The name deconvolution is not apt, because we aren’t actually performing a deconvolution. A convolution is a multiplication in a Fourier space and a deconvolution on a convoluted image (in image processing) gives us the original image.
Deconvolution (in its image processing essence) cannot be done in machine learning, as a Gaussian blurring of an image, in case of a convolutional layer, is an invertible process. What this means is that the deconvolution operation is a black box of sorts, and no one has quite figured out how to get the original pixel values back from a convoluted image.
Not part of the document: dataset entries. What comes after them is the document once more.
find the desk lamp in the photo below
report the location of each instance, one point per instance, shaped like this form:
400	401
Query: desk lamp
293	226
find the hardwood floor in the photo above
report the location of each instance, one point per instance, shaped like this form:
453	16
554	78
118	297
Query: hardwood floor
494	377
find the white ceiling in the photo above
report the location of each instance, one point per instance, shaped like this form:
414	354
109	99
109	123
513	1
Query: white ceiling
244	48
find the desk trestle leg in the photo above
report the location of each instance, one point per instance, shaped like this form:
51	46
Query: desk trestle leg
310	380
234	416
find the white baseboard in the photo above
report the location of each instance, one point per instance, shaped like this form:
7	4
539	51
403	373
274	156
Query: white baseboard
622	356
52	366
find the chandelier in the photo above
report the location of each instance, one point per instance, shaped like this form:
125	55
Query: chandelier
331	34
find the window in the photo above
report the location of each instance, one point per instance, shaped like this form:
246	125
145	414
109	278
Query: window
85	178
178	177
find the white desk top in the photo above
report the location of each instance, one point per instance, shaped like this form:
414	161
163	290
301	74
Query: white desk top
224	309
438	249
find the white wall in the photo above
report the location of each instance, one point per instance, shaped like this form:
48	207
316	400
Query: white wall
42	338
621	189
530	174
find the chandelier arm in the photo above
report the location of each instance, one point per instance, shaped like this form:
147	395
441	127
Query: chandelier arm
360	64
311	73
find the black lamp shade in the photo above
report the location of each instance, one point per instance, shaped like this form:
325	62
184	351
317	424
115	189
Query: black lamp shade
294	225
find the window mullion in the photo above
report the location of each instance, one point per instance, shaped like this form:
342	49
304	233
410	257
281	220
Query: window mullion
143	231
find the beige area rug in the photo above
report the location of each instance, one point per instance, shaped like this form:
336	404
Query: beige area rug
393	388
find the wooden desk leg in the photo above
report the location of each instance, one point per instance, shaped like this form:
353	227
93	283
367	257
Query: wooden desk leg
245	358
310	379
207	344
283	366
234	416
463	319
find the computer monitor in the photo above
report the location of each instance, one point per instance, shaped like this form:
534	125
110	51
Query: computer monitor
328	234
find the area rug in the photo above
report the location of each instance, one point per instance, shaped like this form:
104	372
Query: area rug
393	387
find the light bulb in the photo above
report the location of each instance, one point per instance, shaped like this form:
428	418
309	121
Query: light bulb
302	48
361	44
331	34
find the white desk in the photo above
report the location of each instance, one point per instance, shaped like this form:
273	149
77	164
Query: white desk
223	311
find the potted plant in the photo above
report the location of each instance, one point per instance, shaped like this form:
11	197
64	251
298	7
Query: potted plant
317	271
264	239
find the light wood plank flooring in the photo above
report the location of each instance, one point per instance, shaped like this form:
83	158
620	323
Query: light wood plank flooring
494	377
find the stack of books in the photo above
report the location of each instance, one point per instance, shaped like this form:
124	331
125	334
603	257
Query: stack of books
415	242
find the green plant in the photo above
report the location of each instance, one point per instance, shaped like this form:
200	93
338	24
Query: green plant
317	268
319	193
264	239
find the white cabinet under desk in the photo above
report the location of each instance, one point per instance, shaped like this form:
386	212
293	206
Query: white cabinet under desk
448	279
In machine learning, however, a deconvolution is another convolution layer, that spaces out the pixels and performs an up sampling.
A convolution integrates the information spread over a large area into a single pixel; whereas a deconvolution spreads that information out over a large area.
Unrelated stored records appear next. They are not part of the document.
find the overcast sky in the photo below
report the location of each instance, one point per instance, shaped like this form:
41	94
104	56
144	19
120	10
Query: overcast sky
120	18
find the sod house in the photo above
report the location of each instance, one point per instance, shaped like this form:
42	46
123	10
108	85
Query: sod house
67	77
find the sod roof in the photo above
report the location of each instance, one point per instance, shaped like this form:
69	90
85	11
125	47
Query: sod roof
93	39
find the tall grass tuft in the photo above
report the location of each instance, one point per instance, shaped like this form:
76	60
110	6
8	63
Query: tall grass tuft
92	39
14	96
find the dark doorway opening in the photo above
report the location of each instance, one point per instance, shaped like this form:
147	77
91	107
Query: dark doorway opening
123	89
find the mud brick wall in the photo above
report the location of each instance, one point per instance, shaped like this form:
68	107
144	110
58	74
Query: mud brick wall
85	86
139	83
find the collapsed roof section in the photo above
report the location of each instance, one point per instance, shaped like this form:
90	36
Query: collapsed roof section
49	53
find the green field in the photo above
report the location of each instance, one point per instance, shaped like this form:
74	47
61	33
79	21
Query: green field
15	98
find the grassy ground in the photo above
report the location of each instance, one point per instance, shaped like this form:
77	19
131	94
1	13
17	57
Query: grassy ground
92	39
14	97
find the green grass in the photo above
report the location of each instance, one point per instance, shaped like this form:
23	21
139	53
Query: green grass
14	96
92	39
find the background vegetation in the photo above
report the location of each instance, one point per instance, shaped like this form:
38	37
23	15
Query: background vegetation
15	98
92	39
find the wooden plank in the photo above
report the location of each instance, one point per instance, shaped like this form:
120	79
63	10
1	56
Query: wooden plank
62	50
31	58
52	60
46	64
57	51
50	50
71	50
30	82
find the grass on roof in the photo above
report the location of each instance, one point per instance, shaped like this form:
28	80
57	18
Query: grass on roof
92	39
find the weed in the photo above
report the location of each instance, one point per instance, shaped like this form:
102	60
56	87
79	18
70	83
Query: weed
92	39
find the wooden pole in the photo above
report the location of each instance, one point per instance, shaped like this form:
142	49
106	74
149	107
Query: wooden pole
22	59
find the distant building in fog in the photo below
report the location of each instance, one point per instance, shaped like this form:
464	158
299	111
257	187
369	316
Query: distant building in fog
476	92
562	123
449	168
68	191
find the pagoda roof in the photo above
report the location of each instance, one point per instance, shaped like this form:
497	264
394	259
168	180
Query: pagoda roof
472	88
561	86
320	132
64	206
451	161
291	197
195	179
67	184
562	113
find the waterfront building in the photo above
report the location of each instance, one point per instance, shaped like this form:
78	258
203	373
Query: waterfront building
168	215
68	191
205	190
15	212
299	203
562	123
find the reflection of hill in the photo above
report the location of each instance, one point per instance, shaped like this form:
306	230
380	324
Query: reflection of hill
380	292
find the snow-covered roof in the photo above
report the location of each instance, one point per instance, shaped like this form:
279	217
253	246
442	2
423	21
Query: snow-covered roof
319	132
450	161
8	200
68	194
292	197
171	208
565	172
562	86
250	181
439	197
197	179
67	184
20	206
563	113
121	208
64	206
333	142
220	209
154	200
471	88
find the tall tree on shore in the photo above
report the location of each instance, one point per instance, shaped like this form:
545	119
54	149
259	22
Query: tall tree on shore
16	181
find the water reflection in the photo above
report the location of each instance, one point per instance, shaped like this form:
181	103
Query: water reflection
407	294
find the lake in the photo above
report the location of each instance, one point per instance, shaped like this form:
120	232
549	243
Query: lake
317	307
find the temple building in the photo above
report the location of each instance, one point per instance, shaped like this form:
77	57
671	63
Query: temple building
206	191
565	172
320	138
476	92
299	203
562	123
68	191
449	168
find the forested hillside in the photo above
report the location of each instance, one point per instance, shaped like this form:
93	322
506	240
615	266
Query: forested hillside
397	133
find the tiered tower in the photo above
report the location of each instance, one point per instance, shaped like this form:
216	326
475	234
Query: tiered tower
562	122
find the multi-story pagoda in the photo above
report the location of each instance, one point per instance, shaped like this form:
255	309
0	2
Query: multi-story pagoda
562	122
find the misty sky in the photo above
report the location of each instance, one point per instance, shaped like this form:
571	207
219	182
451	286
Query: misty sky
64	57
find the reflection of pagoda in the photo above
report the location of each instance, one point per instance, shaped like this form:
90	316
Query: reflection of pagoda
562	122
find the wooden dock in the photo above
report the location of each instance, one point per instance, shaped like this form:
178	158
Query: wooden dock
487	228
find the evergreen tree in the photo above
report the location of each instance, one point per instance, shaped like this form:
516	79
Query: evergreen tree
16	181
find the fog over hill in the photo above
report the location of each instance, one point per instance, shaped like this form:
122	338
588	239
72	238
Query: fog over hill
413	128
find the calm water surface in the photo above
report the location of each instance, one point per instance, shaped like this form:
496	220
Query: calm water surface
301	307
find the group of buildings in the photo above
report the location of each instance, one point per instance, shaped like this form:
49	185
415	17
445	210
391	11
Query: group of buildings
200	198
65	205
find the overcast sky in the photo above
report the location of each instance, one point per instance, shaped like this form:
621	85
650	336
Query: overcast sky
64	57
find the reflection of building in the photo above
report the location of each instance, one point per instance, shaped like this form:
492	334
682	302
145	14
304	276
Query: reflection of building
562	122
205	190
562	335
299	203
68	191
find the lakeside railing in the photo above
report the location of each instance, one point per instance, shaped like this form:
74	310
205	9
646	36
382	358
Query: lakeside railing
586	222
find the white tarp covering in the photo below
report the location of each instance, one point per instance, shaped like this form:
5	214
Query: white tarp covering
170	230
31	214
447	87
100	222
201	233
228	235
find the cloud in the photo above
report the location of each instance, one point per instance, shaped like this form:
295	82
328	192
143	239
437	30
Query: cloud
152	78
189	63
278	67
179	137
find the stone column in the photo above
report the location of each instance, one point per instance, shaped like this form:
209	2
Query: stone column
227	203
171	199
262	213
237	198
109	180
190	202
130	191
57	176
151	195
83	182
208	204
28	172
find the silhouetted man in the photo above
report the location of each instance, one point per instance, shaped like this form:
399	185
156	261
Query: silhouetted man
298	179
Deconvolutions have another name to prevent confusion: Transposed Convolutions.
How the deconvolution works: It is not possible to interpolate a single pixel value into many values.
Convolution Deconvolution
The quick and dirty solution is to do some fancy padding to the image and then apply a convolution operation. This operation will obviously not result in the same pixel values of the original image. In fact, it might result in some very weird or a lot of zero values. However, it does bring back the image to its original spatial dimensions, which is what we were trying to do initially.
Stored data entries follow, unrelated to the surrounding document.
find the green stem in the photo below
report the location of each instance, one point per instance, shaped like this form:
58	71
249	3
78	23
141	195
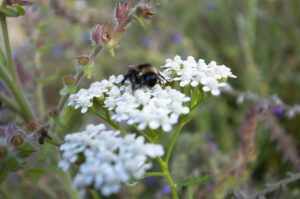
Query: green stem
153	174
181	124
18	95
110	122
7	47
39	92
143	133
78	76
14	84
164	167
10	104
73	194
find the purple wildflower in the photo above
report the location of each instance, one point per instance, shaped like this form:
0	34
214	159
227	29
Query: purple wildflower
277	111
177	38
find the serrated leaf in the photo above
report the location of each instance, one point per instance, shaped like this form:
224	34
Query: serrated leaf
3	61
9	12
19	8
33	175
88	71
193	181
26	150
55	140
139	19
12	163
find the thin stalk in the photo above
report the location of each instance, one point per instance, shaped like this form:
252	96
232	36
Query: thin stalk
164	167
18	95
7	47
110	122
153	174
10	104
78	76
181	124
40	97
15	86
73	194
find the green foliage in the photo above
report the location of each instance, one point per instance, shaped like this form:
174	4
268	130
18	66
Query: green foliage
193	181
33	175
10	12
26	150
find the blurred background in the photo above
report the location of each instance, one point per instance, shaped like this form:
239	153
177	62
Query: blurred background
242	144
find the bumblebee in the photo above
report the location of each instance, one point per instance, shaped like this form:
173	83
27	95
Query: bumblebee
142	75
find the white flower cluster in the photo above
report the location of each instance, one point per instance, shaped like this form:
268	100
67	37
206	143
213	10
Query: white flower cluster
106	159
155	107
189	72
84	97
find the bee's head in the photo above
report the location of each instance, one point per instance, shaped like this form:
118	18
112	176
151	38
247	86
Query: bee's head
150	79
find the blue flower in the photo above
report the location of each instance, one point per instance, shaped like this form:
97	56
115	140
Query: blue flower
278	111
145	41
150	181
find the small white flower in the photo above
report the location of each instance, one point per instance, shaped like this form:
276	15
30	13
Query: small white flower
108	159
144	107
189	72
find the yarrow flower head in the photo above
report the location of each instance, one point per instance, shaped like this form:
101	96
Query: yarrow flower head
106	159
211	77
153	107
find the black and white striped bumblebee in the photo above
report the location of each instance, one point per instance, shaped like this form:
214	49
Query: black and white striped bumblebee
143	75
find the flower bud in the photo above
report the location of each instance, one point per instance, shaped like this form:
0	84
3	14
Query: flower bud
53	112
17	140
121	13
43	133
13	135
110	37
96	34
144	11
83	60
32	126
68	80
3	152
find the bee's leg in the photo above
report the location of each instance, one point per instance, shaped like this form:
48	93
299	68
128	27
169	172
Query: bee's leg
161	77
125	78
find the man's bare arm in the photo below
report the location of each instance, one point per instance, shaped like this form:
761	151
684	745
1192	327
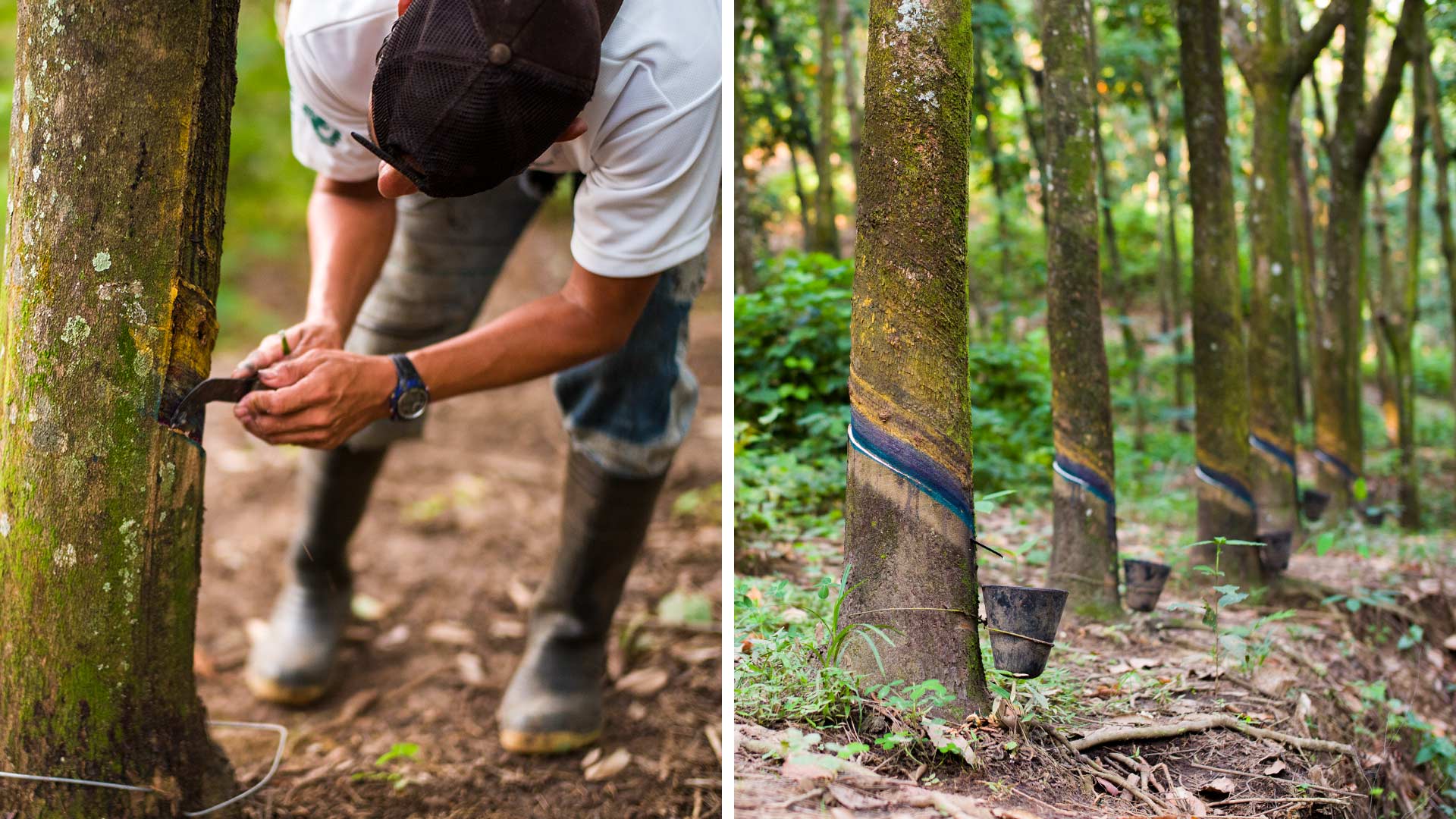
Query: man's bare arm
350	228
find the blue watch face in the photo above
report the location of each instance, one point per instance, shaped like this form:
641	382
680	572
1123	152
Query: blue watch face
413	403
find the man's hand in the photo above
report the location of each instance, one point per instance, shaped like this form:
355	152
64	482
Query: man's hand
319	398
302	337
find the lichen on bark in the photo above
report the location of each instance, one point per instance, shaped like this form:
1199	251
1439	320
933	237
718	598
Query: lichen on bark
1220	368
1084	553
117	186
909	347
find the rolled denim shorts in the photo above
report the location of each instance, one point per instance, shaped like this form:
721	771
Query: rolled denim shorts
628	411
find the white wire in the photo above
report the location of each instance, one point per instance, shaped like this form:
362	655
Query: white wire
283	742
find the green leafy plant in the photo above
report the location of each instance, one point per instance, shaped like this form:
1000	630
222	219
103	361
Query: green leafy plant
400	751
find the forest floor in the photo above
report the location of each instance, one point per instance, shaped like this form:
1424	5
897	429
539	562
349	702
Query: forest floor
1348	670
462	526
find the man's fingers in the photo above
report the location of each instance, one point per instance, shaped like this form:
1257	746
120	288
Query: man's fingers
290	371
268	352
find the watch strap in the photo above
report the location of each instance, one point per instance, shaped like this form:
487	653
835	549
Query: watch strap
408	379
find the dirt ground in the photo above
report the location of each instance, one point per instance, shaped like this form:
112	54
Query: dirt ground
1156	670
460	529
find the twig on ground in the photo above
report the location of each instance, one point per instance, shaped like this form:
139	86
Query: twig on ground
799	799
1204	723
1291	783
1282	800
1094	767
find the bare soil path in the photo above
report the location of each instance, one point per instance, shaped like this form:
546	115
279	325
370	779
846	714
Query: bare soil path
460	529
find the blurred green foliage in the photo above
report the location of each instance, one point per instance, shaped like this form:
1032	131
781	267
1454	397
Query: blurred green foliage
265	257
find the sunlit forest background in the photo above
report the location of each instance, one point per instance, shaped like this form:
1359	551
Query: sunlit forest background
800	114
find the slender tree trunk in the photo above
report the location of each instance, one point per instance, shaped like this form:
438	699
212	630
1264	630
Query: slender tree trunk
1398	319
1440	152
826	234
846	49
801	196
1376	293
1359	127
795	131
983	104
909	360
1171	312
1116	276
120	165
1272	71
745	226
1220	366
1305	256
1084	542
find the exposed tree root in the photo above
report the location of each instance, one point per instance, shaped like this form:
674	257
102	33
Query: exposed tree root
1206	723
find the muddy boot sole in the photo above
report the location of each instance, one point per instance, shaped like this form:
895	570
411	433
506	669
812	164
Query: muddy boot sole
280	694
546	744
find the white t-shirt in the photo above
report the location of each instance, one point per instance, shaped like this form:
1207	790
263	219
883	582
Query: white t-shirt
651	153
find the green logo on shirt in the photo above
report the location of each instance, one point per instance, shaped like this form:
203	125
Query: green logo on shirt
328	134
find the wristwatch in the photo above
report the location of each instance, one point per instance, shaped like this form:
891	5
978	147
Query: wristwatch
411	395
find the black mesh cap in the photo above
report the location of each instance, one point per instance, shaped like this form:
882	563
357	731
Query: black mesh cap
469	93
Where to use the Deconvolution layer: As I mentioned before, deconvolutions are used in image segmentation tasks.
When we apply a convolution, we reduce the spatial dimensions of the image. Deconvolutions are done after the convolution layer to keep the size of the output image same as before.
POOLING LAYER
Note: Pooling is not a convolutional layer, but we are talking about it here, as it is a layer that is used commonly in CNNs.
The pooling layer was introduced for two main reasons: The first was to perform downsampling, that is, to reduce the amount of computation that needs to be done, and the second to send only the important data to the next layers in the CNNs.
How they work: There are two kinds of pooling layers: max pooling and average pooling.
In max pooling, we take only the value of the largest pixel among all the pixels in the receptive field of the filter. In the case of average pooling, we take the average of all the values in the receptive field.
There are many arguments about which one is better and there are many rules of thumb about when to use which, but, typically max pooling is more commonly used.
Since we try to downsample the input vector, pooling kernels do not overlap, i.e., they have a stride that is larger than the size of the kernel itself.
Limitations of the Pooling layer: Downsampling by pooling causes lots of problems in CNNs.
As mentioned by Geoffrey Hinton, the pooling layer loses positional information about the different objects inside the image. This is why, many new architectures have stopped using the pooling layer altogether.
The pooling layer was introduced to reduce computational time and complexity by reducing the number of parameters. With the rise in computational power and the presence of better ways of downsampling, like Separable and Dilated Convolutions, the pooling layer can be cast aside.
Conclusion
Different convolutional operations can be used to perform different functions and get results as per our needs. A traditional conv2D can be used when we want good results and we have abundant computational resources. On the other hand, if we need to run our CNN on embedded devices, we can use separable convolutions to reduce our computational needs.